だが,戦略キャンバスの目玉は,新たな価値の要素を付け加えることにある。これは,既存の競争の分析からは導かれない。ここをどうするかが難しい。無から有を生むような話だ。系統的な手法などあるはずがない,と言い切ることもできる。ただ,そうではないほうに賭けたいと思う。無から有が生まれるのではなく,現存するもののなかに絶対ヒントがあるはずだ。ただ,それは単純な足し算からは生まれない。さまざまなブロックをいろいろつなぎ合わせ,ひっくり返したり,ねじったり,放り投げたりしているうちに,Aha! の瞬間が訪れる。

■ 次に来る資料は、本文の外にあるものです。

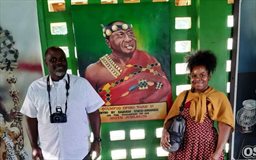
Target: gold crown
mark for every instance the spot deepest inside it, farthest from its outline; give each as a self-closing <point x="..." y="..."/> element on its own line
<point x="108" y="30"/>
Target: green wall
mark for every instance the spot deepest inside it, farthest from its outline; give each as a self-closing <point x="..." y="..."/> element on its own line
<point x="208" y="31"/>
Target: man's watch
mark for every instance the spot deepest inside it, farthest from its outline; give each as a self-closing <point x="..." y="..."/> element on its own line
<point x="97" y="139"/>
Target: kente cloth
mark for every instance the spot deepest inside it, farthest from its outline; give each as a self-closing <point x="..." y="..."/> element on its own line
<point x="141" y="81"/>
<point x="212" y="101"/>
<point x="200" y="139"/>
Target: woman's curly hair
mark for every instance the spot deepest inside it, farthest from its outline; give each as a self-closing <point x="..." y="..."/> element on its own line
<point x="202" y="58"/>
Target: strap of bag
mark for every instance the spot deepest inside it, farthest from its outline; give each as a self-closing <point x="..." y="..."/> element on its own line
<point x="183" y="102"/>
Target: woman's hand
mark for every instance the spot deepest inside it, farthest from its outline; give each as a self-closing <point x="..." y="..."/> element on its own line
<point x="37" y="153"/>
<point x="165" y="139"/>
<point x="215" y="156"/>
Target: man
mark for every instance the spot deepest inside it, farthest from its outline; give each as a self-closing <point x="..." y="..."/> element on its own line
<point x="60" y="109"/>
<point x="127" y="75"/>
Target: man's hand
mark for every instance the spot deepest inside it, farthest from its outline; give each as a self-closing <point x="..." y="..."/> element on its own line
<point x="37" y="153"/>
<point x="165" y="140"/>
<point x="95" y="147"/>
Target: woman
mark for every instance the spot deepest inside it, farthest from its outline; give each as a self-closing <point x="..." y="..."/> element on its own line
<point x="203" y="106"/>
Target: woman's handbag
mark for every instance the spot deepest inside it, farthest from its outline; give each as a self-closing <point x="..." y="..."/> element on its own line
<point x="177" y="128"/>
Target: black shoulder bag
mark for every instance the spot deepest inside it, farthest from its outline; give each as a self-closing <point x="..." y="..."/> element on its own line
<point x="177" y="128"/>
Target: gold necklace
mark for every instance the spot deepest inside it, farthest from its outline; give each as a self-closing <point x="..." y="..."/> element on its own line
<point x="111" y="66"/>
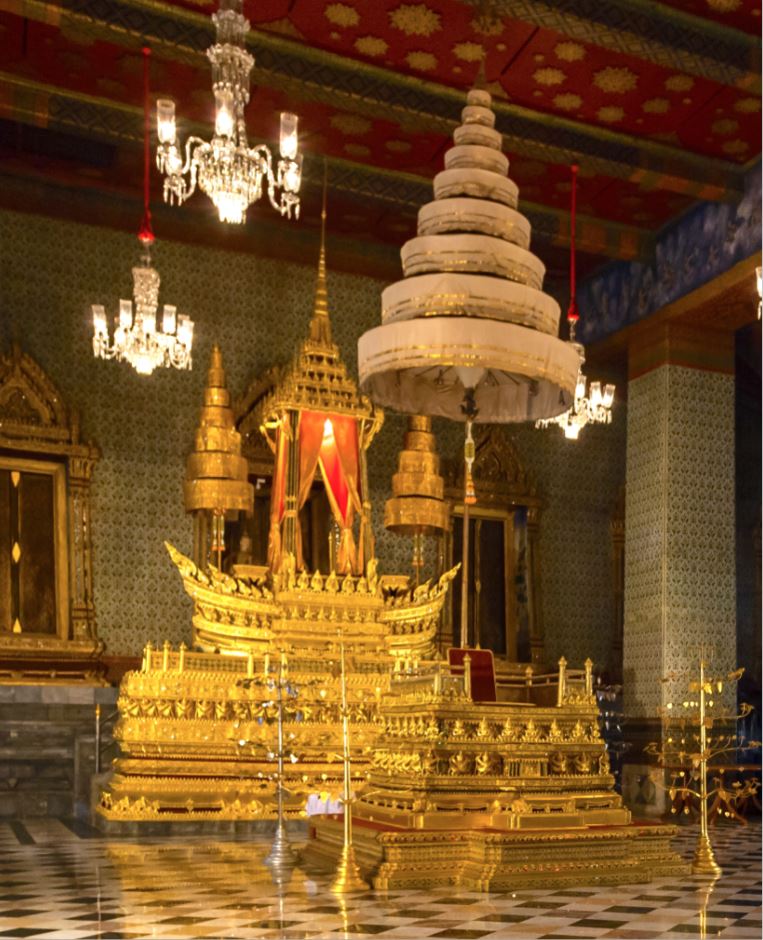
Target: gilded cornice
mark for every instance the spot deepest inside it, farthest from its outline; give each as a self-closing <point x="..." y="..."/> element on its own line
<point x="649" y="31"/>
<point x="48" y="106"/>
<point x="316" y="75"/>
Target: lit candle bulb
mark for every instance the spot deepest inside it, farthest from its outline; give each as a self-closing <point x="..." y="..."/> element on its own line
<point x="224" y="120"/>
<point x="165" y="121"/>
<point x="125" y="314"/>
<point x="289" y="141"/>
<point x="169" y="319"/>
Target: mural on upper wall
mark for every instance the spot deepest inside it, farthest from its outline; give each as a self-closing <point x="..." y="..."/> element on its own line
<point x="257" y="310"/>
<point x="707" y="241"/>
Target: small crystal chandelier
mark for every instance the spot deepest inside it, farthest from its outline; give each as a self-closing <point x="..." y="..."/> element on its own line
<point x="136" y="337"/>
<point x="227" y="169"/>
<point x="594" y="407"/>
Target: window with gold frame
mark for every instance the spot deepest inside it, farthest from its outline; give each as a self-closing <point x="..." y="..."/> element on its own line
<point x="47" y="613"/>
<point x="504" y="612"/>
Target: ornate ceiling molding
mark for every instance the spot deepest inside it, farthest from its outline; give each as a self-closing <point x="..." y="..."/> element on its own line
<point x="309" y="74"/>
<point x="51" y="107"/>
<point x="648" y="31"/>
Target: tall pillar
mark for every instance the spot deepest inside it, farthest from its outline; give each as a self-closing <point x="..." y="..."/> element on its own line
<point x="679" y="515"/>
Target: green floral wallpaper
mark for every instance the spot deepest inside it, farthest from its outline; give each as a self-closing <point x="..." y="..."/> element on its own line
<point x="257" y="310"/>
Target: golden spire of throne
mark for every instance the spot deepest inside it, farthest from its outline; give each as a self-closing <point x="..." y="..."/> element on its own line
<point x="317" y="379"/>
<point x="320" y="324"/>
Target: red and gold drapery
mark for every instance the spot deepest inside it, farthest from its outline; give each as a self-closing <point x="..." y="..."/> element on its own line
<point x="278" y="495"/>
<point x="331" y="444"/>
<point x="328" y="443"/>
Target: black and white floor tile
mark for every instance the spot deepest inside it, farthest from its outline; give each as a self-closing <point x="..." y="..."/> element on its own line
<point x="60" y="880"/>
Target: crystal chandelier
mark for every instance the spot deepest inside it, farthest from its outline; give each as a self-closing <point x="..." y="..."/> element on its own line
<point x="136" y="337"/>
<point x="588" y="407"/>
<point x="592" y="406"/>
<point x="227" y="169"/>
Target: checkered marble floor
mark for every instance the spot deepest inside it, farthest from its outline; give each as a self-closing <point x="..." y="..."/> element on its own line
<point x="61" y="879"/>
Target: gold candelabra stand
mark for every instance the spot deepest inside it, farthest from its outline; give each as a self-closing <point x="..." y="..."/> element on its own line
<point x="348" y="877"/>
<point x="687" y="740"/>
<point x="281" y="856"/>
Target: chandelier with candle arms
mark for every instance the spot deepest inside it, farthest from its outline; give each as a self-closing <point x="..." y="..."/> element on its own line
<point x="137" y="339"/>
<point x="232" y="173"/>
<point x="595" y="405"/>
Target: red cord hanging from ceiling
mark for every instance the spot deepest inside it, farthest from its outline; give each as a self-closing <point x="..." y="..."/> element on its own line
<point x="146" y="233"/>
<point x="573" y="314"/>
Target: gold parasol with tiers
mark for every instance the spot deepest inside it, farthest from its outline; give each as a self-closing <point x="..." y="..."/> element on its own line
<point x="316" y="422"/>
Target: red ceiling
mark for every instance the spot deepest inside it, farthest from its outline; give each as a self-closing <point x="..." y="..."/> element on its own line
<point x="439" y="40"/>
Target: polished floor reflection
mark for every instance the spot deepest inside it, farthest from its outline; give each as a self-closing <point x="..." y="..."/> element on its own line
<point x="61" y="880"/>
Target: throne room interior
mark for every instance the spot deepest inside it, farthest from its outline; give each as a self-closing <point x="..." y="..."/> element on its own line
<point x="380" y="483"/>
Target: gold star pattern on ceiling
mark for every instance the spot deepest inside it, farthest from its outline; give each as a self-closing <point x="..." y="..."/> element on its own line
<point x="610" y="114"/>
<point x="371" y="45"/>
<point x="549" y="76"/>
<point x="468" y="51"/>
<point x="357" y="150"/>
<point x="616" y="81"/>
<point x="415" y="19"/>
<point x="421" y="61"/>
<point x="485" y="26"/>
<point x="656" y="106"/>
<point x="679" y="83"/>
<point x="569" y="51"/>
<point x="568" y="102"/>
<point x="340" y="14"/>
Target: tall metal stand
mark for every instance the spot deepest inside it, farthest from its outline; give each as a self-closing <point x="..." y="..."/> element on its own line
<point x="347" y="876"/>
<point x="704" y="862"/>
<point x="281" y="855"/>
<point x="469" y="408"/>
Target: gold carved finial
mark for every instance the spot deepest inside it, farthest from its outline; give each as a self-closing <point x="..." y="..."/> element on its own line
<point x="320" y="325"/>
<point x="217" y="476"/>
<point x="417" y="506"/>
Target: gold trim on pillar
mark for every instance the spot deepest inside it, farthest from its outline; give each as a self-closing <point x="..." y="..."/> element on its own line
<point x="39" y="434"/>
<point x="502" y="486"/>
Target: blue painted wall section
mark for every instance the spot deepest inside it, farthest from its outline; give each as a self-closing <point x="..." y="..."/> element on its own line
<point x="707" y="241"/>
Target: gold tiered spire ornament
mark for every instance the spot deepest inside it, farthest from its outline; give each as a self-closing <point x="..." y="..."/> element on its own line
<point x="470" y="314"/>
<point x="193" y="746"/>
<point x="217" y="476"/>
<point x="348" y="877"/>
<point x="690" y="739"/>
<point x="316" y="422"/>
<point x="417" y="506"/>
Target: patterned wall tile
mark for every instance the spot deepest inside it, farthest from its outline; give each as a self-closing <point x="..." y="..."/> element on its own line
<point x="679" y="530"/>
<point x="257" y="310"/>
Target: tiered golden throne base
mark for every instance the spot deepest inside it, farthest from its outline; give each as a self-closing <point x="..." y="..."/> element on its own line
<point x="490" y="860"/>
<point x="494" y="795"/>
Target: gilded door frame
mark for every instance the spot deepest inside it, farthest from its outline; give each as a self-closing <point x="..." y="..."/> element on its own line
<point x="60" y="535"/>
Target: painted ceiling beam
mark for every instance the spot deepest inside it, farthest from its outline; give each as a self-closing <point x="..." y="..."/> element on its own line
<point x="51" y="107"/>
<point x="310" y="74"/>
<point x="646" y="30"/>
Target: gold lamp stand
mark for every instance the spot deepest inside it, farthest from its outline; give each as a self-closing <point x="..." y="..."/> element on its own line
<point x="704" y="862"/>
<point x="348" y="877"/>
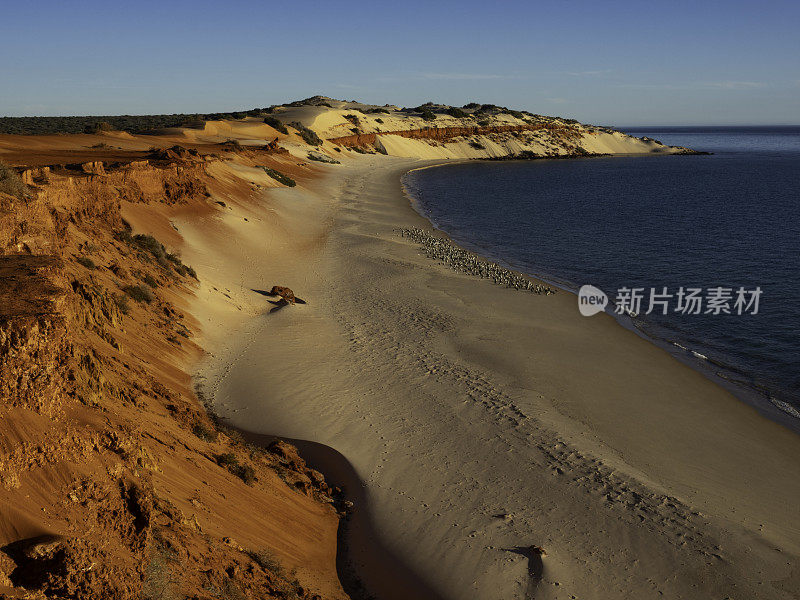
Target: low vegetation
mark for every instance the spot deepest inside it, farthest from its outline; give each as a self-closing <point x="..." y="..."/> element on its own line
<point x="148" y="245"/>
<point x="276" y="125"/>
<point x="86" y="262"/>
<point x="139" y="293"/>
<point x="11" y="183"/>
<point x="266" y="559"/>
<point x="309" y="137"/>
<point x="280" y="177"/>
<point x="352" y="118"/>
<point x="319" y="157"/>
<point x="457" y="113"/>
<point x="427" y="115"/>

これについては,世に溢れるアイデア発想法の本からも何か学べると思っている。だから,このゼミではいずれをそれを取り上げる予定だが,その前にゲーム理論の入門書を読む予定である。アイデアの話にいきなり行く前に,競争や意思決定に関する論理的な思考に触れておいたほうがいいと考えるからだ。もちろん,正統的なゲーム理論では戦略は所与であって,その創出は理論の範囲外にある。ゲーム理論の論理的世界とアイデア発想の想像的世界は表面上水と油の関係にある。それを混ぜ合わせるとどうなるのか・・・Aha! が生じないかと淡い期待。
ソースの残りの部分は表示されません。